Abdallah Shihadeh¹, Wael Mahmoud M. Salameh^2,*, Malik Bataineh³, Hassan Al-Tarawneh⁴, Ayman Alahmade⁵, Abdallah Al-Husban⁶

¹Department of Mathematics, Faculty of Science, The Hashemite University, Zarqa 13133, PO box 330127, Jordan

²Faculty of Information Technology, Abu Dhabi University, Abu Dhabi, UAE

³Department of Mathematics and Statistics, Jordan University of Science and Technology, Irbid, Jordan,

⁴Department of Data sciences and Artificial Intelligence, Al-Ahliyya Amman University, Amman, Jordan

⁵Department of Mathematics, College of Science and Art, AlUla branch, Taibah University,Medina, Saudi Arabia

⁶Department of Mathematics, Faculty of Science and Technology, Irbid National University, P.O. Box: 2600 Irbid, Jordan

Emails: abdallaha_ka@hu.edu.jo; wael.salameh@adu.ac.ae; msbataineh@just.edu.jo; H.Altarawneh@Ammanu.edu.jo; aaahmdi@taibahu.edu.sa; dralhosban@inu.edu.jo

Abstract

The concept of A-curves is considered as a novel application of real field extensions in solving some algebraic vectorial equations defined by Euclidean norms.
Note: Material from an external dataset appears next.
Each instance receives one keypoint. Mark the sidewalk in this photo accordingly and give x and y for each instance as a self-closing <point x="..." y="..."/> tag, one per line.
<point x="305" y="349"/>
In this paper, we present a novel insight through the classification of A-curves by illustrating many new semi-module isomorphisms between the direct product of weak fuzzy complex numbers with itself and the direct product of classical Euclidean vector spaces multiplied by itself. These isomorphisms will give us a full classification of A-curves that are related to weak fuzzy complex ring. Also, we provide many examples to explain the contribution of our work.

Keywords: weak fuzzy complex number; weak fuzzy complex vector space; A-curve; vectorial equation.